DBpedia Development Wiki devilopment bible

Edit this page on Github

MARVIN-config

MARVIN is the release bot that does automated DBpedia releases each month on three different servers for generic, mappings, wikidata extraction.

The repository at https://git.informatik.uni-leipzig.de/dbpedia-assoc/marvin-config can be used to fork the architecture for creating extensions, developing new extractors or debugging old ones.

Fixes and patches will be manually deployed via git pull from the master branch of the DBpedia Extraction Framework.

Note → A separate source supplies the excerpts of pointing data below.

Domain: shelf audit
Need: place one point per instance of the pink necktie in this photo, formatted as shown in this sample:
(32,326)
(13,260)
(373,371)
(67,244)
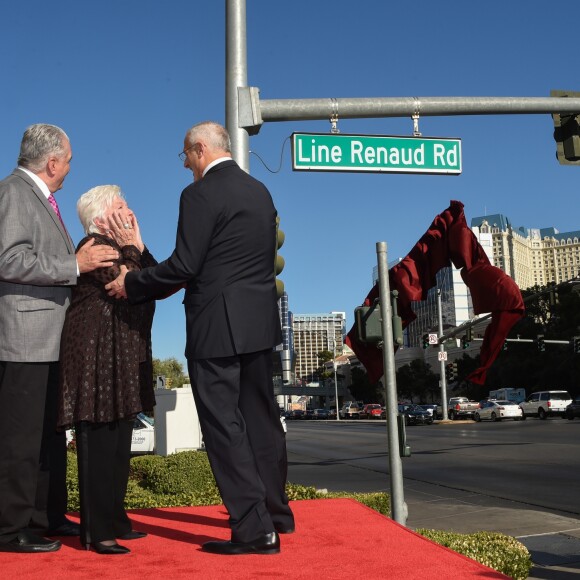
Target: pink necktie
(52,202)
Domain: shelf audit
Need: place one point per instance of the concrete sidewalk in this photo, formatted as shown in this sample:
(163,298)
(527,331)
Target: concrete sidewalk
(553,540)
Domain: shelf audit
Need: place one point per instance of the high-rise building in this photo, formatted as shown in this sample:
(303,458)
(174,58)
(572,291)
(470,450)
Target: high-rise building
(531,256)
(314,333)
(456,306)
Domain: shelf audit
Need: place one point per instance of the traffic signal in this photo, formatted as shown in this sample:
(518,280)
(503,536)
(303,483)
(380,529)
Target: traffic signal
(540,342)
(367,320)
(451,372)
(567,133)
(466,339)
(279,262)
(454,373)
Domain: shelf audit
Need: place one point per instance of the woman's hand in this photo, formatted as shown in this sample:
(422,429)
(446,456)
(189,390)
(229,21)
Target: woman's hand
(125,230)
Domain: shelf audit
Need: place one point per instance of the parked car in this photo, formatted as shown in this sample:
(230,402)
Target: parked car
(573,409)
(371,411)
(295,414)
(433,410)
(350,410)
(461,408)
(143,440)
(543,404)
(498,410)
(320,414)
(415,415)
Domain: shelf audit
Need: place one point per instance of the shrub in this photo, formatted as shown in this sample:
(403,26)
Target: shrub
(498,551)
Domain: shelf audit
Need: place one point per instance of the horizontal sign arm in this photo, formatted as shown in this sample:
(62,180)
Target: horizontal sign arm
(254,111)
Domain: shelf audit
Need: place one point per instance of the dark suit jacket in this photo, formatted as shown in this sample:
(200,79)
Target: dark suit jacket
(224,254)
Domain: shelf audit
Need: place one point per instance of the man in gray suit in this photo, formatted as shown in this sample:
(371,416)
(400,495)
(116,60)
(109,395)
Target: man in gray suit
(37,267)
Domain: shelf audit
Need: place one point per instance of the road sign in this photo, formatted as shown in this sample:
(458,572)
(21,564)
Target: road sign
(375,153)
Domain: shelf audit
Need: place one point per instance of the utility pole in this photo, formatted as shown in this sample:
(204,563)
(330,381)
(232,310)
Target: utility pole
(399,509)
(442,360)
(236,76)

The architecture and workflow can also be forked and adapted to completely different extractions and derive operations outside of the DBpedia framework.

Acknowledgements

We thank Sören Auer and the Technische Informationsbibliothek (TIB) for providing three servers to run:

  • the main DBpedia extraction on a monthly basis
  • community-provided extractors on Wikipedia, Wikidata or other sources
  • enrichment, cleaning and parsing services, so-called Databus mods for open data on the Databus

This contribution by TIB to DBpedia & its community is a great push towards incentivizing Open Data and establishing a global and national research and innovation data infrastructure.

Workflow

Downloading the wikimedia dumps

TODO

Update and Run the extraction

TODO

Deploy MARVIN on Databus

TODO

[Manual] Run Databus-Derive (clone and parse)

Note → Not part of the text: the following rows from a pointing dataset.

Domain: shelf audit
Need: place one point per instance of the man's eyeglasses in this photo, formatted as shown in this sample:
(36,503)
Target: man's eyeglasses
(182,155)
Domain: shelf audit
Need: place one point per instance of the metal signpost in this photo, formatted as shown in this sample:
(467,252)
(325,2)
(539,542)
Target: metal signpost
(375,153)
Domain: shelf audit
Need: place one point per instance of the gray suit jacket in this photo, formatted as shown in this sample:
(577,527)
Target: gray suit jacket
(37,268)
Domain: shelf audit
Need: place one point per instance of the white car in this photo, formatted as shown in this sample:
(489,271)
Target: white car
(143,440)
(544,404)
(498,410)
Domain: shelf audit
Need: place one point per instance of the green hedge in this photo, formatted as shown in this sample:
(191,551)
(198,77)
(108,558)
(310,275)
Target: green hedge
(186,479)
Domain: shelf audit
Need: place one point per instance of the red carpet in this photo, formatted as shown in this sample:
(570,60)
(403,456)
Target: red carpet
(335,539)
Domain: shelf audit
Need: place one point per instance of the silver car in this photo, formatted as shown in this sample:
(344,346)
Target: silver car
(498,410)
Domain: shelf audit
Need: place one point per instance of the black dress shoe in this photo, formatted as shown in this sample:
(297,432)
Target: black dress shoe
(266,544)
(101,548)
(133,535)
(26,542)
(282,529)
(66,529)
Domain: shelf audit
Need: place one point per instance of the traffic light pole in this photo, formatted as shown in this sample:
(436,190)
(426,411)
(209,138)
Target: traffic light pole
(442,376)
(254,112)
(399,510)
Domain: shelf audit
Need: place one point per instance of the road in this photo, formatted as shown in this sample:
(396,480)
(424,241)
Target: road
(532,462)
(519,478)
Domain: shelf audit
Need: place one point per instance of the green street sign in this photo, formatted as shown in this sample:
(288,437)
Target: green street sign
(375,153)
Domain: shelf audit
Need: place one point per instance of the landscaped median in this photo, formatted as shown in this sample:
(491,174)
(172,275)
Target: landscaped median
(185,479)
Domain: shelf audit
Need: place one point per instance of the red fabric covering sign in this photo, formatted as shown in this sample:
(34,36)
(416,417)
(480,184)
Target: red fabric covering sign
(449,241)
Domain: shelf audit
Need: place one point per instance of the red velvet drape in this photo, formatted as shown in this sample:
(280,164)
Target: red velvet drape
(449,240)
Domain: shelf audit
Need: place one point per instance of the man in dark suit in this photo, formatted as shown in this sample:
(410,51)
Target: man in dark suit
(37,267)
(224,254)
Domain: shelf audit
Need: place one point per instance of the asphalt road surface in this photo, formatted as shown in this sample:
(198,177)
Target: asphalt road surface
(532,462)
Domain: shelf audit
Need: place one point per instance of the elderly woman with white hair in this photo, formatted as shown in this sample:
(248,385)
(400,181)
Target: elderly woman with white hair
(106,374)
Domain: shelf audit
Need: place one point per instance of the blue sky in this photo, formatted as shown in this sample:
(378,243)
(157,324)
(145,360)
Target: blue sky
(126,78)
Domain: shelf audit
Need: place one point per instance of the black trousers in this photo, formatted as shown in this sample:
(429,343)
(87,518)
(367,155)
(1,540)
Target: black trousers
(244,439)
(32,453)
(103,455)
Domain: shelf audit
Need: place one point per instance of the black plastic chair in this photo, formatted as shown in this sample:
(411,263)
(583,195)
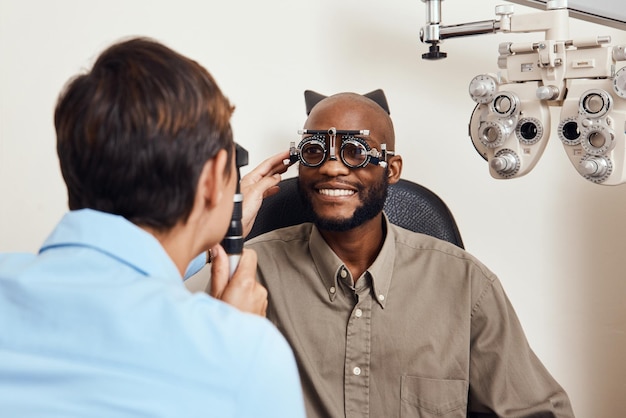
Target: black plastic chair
(408,205)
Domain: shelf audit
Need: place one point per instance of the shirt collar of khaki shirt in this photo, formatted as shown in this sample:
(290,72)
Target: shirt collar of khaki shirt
(331,267)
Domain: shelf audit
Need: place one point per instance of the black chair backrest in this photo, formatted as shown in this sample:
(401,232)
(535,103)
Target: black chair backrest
(408,205)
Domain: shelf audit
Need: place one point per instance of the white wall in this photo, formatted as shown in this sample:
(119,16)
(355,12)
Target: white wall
(556,241)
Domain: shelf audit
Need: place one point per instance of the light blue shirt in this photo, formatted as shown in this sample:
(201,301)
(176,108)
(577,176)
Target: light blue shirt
(99,324)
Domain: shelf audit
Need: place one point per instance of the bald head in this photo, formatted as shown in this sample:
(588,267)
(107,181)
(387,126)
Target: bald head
(351,111)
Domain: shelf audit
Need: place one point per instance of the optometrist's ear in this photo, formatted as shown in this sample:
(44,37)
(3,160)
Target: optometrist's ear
(213,179)
(394,168)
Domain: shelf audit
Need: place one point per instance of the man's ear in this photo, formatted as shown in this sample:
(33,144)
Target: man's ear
(211,184)
(394,168)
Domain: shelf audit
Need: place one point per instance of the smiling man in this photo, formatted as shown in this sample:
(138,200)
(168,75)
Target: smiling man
(385,322)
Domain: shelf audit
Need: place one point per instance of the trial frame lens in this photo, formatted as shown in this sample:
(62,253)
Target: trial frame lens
(354,152)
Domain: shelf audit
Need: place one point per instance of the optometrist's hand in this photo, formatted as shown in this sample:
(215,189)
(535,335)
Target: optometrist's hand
(258,184)
(242,291)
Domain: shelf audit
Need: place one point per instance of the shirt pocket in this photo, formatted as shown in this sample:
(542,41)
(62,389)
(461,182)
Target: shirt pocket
(429,398)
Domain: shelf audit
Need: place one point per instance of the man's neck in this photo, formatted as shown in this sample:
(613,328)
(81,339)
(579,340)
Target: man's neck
(358,247)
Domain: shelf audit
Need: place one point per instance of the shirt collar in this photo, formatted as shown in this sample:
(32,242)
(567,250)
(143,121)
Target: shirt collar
(115,236)
(330,266)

On the respective server there is a user marvin-fetch, that has access to /data/derive containing the pom.xml of https://github.com/dbpedia/databus-maven-plugin/tree/master/dbpedia

# query to get all versions fro derive in xml syntax to paste directly into pom.xml
PREFIX dataid: <http://dataid.dbpedia.org/ns/core#>
SELECT distinct (?derive) WHERE {

    ?dataset dataid:group <https://databus.dbpedia.org/marvin/generic> .
    ?dataset dataid:artifact ?artifact .
    ?dataset dataid:version ?version .
    ?dataset dct:hasVersion "2019.08.30"^^xsd:string
	BIND (CONCAT("<version>",?artifact,"/${databus.deriveversion}</version>") as ?derive)
}
order by asc(?derive)
su marvin-fetch
tmux a -t derive
WHAT=mappings
NEWVERSION=2019.08.30
# prepare
cd /data/derive/databus-maven-plugin/dbpedia/$WHAT
git pull
mvn versions:set -DnewVersion=$NEWVERSION
# run
mvn databus-derive:clone -Ddatabus.deriveversion=$NEWVERSION

[Manual] pull data to downloads.dbpedia.org server

run marvin-fetch.sh script in databus/dbpedia folder

cd /media/bigone/25TB/releases/databus-maven-plugin/dbpedia
./marvin-fetch.sh wikidata 2019.08.01

Deploy cleaned files to dbpedia

cd /media/bigone/25TB/releases/databus-maven-plugin/dbpedia/mappings
mvn clean 
mvn validate
mvn -T 8 deploy